でもさっき別れた角まで来た時にふと立ち止まった。
俺だって、何も日向に言ってない。
裸の写真をみたことも、
日向が生きていてくれて嬉しかったことも
「何のことだか」
って言って誤魔化して、顔も見れずに帰ったんだ。
俺は日向の家でも、自分の家でもない方向に、とぼとぼ歩き出した。
日向の顔を、見れなかったのは
俺を軽蔑の目で見る日向を見たくなかったからだ。
傷つきたくなくて、俺は逃げたんだ。
小学校の頃はそうではなかった。
俺は思ったことをすぐに言えた。
日向に対して、素直に可愛いと言えなくなったのはいつごろだろう?
小学3年生の頃までは、普通に言っていた気がする。
気恥ずかしくなったんだ、キザで気取っていて、嫌なやつだと、友達に思われたくなかった。

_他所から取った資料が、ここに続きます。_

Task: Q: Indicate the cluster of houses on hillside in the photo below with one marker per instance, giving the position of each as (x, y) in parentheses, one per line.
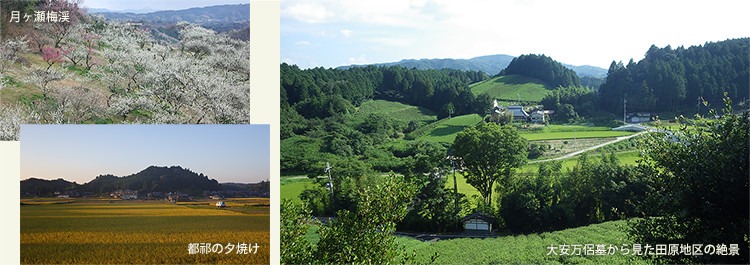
(518, 113)
(169, 196)
(638, 117)
(125, 194)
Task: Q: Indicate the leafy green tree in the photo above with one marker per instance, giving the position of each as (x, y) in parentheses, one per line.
(365, 235)
(433, 208)
(447, 110)
(700, 178)
(490, 153)
(295, 222)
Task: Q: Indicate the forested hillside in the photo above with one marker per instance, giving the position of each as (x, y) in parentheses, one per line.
(489, 64)
(543, 68)
(679, 80)
(320, 92)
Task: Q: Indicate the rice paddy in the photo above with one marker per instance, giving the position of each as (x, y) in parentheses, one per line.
(95, 231)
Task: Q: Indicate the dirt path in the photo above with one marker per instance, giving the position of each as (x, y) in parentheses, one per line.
(587, 149)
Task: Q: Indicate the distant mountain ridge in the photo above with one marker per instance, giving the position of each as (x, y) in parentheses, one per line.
(151, 179)
(489, 64)
(209, 14)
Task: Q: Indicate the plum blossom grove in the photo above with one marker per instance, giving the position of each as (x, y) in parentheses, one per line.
(105, 71)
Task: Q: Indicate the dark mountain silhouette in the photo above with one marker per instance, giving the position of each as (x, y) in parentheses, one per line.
(35, 186)
(151, 179)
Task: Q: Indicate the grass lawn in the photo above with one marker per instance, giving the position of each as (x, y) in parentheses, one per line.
(446, 129)
(525, 249)
(532, 136)
(395, 110)
(292, 188)
(554, 132)
(510, 87)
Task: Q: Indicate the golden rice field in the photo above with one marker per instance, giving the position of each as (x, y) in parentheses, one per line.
(86, 232)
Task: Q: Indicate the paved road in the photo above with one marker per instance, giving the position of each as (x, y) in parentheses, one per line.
(587, 149)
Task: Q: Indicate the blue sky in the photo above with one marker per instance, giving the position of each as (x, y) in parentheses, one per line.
(331, 33)
(227, 153)
(157, 4)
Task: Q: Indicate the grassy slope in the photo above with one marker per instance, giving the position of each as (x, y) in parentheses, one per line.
(395, 110)
(292, 188)
(509, 87)
(553, 132)
(445, 130)
(524, 249)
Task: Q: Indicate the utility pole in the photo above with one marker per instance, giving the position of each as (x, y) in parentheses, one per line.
(624, 113)
(455, 185)
(330, 181)
(624, 109)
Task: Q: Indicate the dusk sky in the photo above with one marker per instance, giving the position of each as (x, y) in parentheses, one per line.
(227, 153)
(158, 4)
(332, 33)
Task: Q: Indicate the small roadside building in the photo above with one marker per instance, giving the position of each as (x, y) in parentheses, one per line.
(518, 112)
(537, 116)
(478, 222)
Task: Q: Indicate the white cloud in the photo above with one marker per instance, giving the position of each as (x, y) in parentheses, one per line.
(388, 41)
(360, 60)
(307, 12)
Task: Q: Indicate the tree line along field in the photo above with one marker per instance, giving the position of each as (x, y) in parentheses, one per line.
(105, 231)
(524, 249)
(291, 188)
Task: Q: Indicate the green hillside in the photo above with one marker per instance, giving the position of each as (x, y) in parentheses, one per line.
(445, 130)
(395, 110)
(510, 87)
(526, 249)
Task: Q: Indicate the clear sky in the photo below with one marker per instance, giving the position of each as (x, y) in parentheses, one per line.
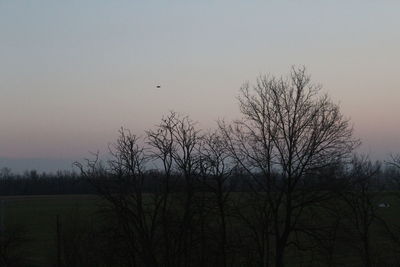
(73, 72)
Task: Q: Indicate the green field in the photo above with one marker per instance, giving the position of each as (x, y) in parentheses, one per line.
(38, 216)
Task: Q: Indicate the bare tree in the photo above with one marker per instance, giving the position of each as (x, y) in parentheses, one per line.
(287, 132)
(361, 205)
(175, 142)
(216, 168)
(121, 183)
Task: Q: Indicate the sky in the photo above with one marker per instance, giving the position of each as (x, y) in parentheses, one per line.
(73, 72)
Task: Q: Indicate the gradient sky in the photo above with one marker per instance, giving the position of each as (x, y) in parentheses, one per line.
(73, 72)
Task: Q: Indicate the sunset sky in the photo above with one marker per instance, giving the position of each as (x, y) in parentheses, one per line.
(73, 72)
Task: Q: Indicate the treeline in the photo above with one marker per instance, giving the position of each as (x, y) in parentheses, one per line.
(280, 186)
(33, 183)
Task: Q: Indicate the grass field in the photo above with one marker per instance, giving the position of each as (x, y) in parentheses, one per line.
(38, 216)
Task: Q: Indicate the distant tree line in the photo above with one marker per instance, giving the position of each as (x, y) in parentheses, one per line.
(34, 183)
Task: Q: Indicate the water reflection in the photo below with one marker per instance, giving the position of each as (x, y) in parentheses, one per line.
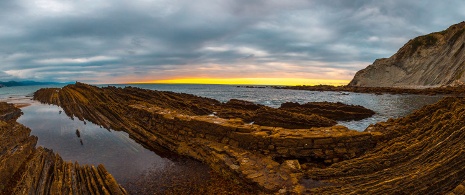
(87, 143)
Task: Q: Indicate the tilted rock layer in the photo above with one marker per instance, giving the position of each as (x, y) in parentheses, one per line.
(433, 60)
(422, 153)
(265, 157)
(25, 169)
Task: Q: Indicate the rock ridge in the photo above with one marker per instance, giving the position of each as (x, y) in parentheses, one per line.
(433, 60)
(265, 157)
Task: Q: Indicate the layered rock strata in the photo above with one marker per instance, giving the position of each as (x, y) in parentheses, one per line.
(264, 156)
(433, 60)
(422, 153)
(335, 111)
(446, 90)
(25, 169)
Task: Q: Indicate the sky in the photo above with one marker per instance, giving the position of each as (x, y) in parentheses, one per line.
(121, 41)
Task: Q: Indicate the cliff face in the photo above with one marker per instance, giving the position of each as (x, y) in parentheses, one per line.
(433, 60)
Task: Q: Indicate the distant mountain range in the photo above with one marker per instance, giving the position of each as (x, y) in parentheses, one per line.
(25, 83)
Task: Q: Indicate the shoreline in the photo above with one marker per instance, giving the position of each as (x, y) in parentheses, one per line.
(459, 90)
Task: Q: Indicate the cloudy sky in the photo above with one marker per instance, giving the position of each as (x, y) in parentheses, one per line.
(118, 41)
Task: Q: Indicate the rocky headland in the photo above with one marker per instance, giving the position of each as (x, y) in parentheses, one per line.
(227, 136)
(416, 154)
(433, 60)
(25, 169)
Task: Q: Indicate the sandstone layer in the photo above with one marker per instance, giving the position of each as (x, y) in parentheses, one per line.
(264, 157)
(422, 153)
(445, 90)
(433, 60)
(25, 169)
(336, 111)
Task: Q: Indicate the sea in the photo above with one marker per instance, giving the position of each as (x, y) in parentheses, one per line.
(87, 143)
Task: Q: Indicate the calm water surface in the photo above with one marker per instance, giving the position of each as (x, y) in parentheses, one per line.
(386, 106)
(125, 158)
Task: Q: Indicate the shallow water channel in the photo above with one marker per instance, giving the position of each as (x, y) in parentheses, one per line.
(139, 170)
(88, 143)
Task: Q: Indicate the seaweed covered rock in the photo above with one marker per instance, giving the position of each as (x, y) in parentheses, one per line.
(335, 111)
(250, 154)
(421, 153)
(276, 117)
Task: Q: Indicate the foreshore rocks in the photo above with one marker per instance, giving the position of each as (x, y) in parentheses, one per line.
(335, 111)
(422, 153)
(417, 154)
(446, 90)
(25, 169)
(264, 157)
(267, 116)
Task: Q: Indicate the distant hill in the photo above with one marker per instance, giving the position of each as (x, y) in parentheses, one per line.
(433, 60)
(24, 83)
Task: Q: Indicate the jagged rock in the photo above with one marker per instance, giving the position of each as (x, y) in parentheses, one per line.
(420, 153)
(25, 169)
(281, 118)
(432, 60)
(248, 153)
(334, 111)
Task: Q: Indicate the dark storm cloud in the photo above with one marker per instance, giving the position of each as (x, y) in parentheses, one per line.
(121, 41)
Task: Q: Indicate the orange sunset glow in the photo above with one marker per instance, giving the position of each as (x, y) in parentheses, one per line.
(249, 81)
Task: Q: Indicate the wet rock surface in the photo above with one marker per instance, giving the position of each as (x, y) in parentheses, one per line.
(263, 157)
(25, 169)
(453, 90)
(335, 111)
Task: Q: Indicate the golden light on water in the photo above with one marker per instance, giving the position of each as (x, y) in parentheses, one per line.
(250, 81)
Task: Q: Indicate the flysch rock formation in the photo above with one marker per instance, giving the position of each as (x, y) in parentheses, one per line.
(25, 169)
(422, 153)
(272, 159)
(433, 60)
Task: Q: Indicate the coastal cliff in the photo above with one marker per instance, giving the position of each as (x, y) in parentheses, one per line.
(433, 60)
(25, 169)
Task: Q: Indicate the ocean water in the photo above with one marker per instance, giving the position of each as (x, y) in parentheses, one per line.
(386, 106)
(126, 159)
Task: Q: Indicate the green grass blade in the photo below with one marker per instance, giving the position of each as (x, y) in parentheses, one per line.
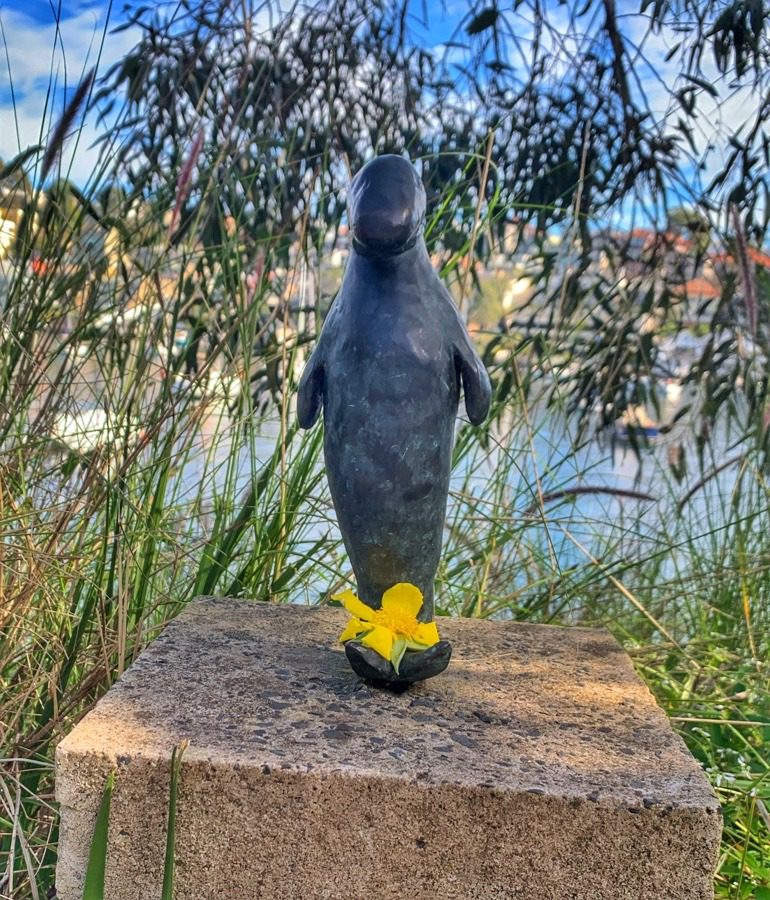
(97, 855)
(168, 866)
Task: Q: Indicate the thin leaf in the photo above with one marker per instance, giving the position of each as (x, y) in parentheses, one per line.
(168, 867)
(97, 856)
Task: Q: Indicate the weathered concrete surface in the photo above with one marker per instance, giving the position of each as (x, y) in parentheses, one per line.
(537, 766)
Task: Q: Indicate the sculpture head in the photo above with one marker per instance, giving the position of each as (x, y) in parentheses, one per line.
(386, 207)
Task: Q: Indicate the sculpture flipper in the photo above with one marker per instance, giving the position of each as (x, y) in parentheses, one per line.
(310, 393)
(477, 389)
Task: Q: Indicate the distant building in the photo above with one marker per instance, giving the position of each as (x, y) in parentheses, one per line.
(13, 204)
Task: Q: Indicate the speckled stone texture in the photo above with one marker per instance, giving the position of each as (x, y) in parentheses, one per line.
(537, 766)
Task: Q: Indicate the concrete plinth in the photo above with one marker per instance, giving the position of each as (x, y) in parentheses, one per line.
(537, 766)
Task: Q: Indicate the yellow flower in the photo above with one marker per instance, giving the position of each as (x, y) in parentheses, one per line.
(393, 629)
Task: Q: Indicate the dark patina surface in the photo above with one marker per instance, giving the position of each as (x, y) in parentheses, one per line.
(387, 372)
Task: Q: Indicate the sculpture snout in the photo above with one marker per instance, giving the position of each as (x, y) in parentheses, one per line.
(384, 228)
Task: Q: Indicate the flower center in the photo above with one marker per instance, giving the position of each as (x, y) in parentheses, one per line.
(400, 623)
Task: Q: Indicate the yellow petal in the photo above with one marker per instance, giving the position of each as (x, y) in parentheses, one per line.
(402, 597)
(354, 606)
(353, 629)
(380, 639)
(427, 634)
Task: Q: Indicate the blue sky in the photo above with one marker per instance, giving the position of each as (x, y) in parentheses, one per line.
(47, 63)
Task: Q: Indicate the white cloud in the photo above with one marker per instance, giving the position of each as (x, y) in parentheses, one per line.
(45, 67)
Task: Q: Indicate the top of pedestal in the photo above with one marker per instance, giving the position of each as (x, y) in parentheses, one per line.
(556, 711)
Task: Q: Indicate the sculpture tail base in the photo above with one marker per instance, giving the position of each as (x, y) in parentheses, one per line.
(417, 665)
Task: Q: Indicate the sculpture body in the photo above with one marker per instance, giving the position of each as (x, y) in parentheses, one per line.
(387, 371)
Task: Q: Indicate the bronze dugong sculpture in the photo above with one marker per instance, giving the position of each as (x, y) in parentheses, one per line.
(387, 371)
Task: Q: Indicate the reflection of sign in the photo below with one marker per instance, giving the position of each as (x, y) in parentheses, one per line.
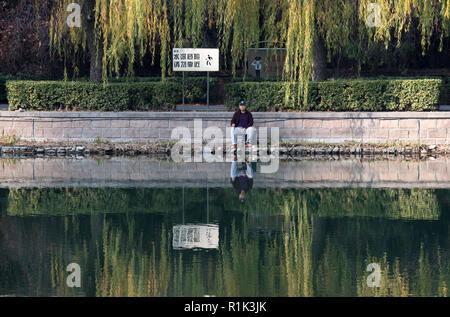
(195, 59)
(195, 236)
(266, 62)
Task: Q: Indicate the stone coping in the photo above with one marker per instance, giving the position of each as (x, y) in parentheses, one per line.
(222, 115)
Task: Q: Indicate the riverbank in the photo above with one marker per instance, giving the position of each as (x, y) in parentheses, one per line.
(285, 150)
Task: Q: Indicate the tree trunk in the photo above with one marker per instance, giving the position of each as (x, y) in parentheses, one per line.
(319, 67)
(95, 72)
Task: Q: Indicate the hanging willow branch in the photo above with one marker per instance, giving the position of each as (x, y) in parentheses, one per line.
(126, 30)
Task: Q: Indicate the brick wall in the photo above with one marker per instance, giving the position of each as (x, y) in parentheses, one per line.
(330, 127)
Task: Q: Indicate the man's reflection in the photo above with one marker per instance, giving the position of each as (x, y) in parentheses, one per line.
(242, 178)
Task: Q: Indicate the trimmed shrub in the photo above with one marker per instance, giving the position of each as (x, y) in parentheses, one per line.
(194, 87)
(341, 95)
(73, 96)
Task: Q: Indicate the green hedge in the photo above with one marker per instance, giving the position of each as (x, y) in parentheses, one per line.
(59, 95)
(341, 95)
(195, 87)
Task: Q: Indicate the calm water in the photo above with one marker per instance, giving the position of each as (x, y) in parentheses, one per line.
(184, 241)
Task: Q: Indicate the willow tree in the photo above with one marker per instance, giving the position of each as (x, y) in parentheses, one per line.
(116, 32)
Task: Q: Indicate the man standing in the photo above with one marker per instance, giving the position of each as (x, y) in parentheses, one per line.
(242, 123)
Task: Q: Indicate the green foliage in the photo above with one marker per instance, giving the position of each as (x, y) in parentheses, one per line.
(341, 95)
(59, 95)
(3, 80)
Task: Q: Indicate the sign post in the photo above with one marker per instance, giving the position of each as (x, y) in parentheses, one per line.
(196, 60)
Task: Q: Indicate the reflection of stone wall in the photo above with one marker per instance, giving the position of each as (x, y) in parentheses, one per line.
(148, 172)
(330, 127)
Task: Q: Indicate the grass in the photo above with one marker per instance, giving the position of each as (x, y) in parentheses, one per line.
(9, 139)
(98, 141)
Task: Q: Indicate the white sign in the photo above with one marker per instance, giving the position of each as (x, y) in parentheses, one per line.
(195, 59)
(203, 236)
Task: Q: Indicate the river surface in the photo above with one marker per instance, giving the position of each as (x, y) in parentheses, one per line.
(144, 227)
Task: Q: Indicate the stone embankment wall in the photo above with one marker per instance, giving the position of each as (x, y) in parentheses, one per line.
(328, 127)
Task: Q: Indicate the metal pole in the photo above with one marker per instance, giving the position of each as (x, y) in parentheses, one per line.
(183, 204)
(207, 203)
(207, 89)
(183, 91)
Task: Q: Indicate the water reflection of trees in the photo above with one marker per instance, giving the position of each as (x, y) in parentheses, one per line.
(321, 245)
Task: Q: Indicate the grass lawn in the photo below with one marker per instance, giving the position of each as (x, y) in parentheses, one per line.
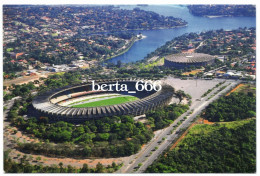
(107, 102)
(94, 98)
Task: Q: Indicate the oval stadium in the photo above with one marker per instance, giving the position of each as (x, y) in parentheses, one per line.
(79, 103)
(183, 60)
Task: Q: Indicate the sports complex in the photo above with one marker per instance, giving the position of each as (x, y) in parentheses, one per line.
(81, 102)
(183, 60)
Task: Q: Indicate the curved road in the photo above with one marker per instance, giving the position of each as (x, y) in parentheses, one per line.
(148, 154)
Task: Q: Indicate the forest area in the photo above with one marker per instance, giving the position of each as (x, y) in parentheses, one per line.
(227, 146)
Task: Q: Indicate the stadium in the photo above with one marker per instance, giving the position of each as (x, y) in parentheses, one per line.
(80, 103)
(183, 60)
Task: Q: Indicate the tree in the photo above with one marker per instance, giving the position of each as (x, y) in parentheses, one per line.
(99, 168)
(84, 169)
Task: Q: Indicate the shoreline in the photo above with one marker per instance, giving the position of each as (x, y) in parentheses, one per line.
(132, 43)
(143, 37)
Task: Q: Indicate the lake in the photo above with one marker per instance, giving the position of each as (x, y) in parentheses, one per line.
(157, 38)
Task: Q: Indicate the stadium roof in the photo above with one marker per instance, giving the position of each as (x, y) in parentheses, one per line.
(189, 57)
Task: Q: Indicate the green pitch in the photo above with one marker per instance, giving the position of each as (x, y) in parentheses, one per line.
(107, 102)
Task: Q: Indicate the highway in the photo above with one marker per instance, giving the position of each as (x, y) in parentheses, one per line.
(157, 145)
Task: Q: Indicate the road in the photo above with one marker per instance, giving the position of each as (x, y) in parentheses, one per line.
(148, 154)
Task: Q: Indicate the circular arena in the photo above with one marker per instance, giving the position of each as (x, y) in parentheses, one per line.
(54, 104)
(183, 60)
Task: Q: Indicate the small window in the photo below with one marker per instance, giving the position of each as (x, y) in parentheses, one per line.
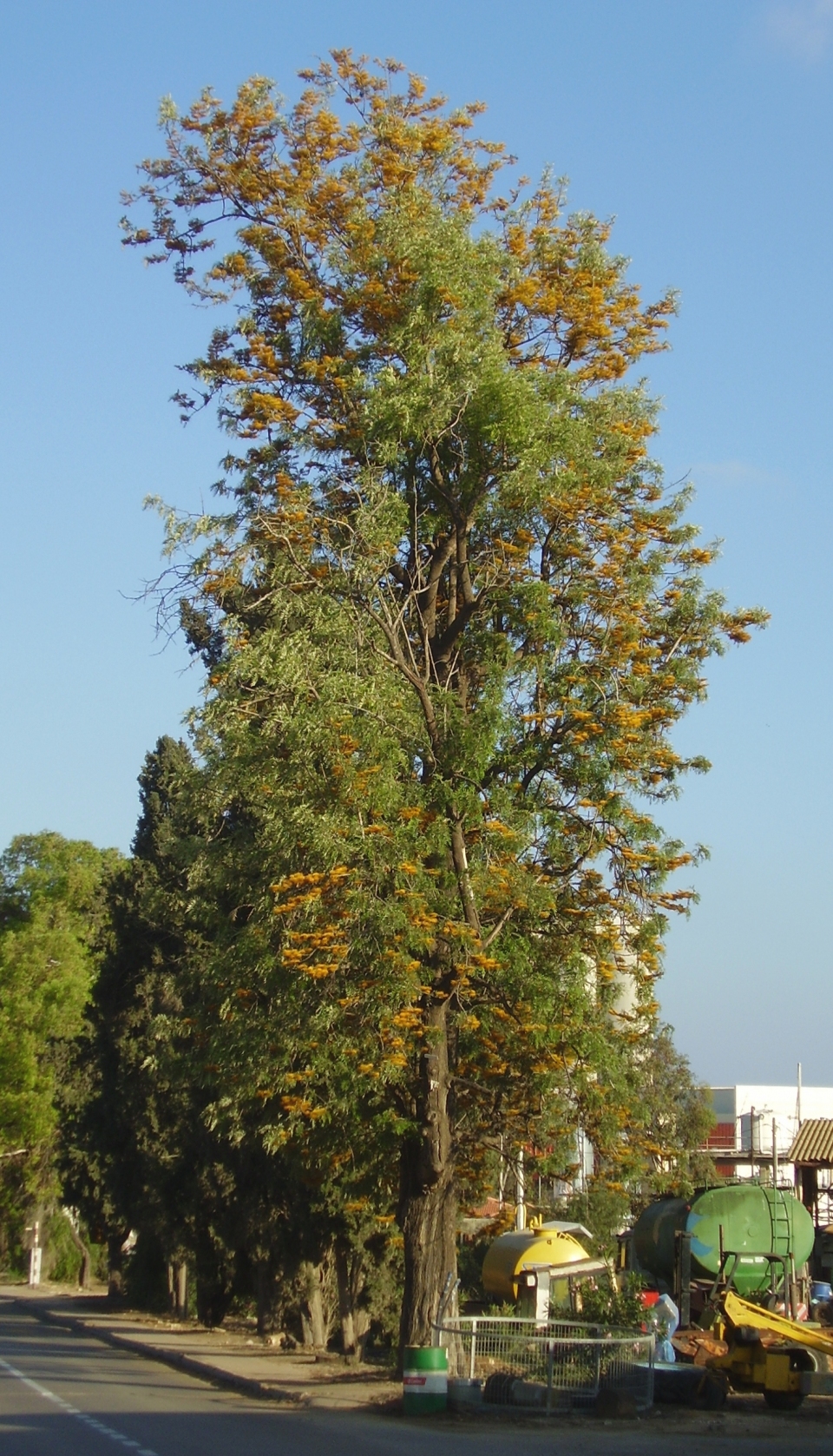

だから、似合わないとか、すげー変みたいなことしか言えなくなった。
小学生に戻りたいかもな、ブラブラと当てもなく遊歩道を歩く。
そういえばこの遊歩道の先は川の上流に続く道とぶつかる。
上流のダムは小学校の遠足の時に、一緒に登った思い出の場所だ。
思えばあのときが、一番日向と仲が良かった気がする。
ダムに行ってみよう。
唐突にそう思った。
夕方になる時間だが、今は日が長い。ダムに行って帰るぐらいできるだろう。
小学生の遠足でも行けるのだから。
俺は、特に理由もなく、ただなんとなくダムに向かって歩き出した。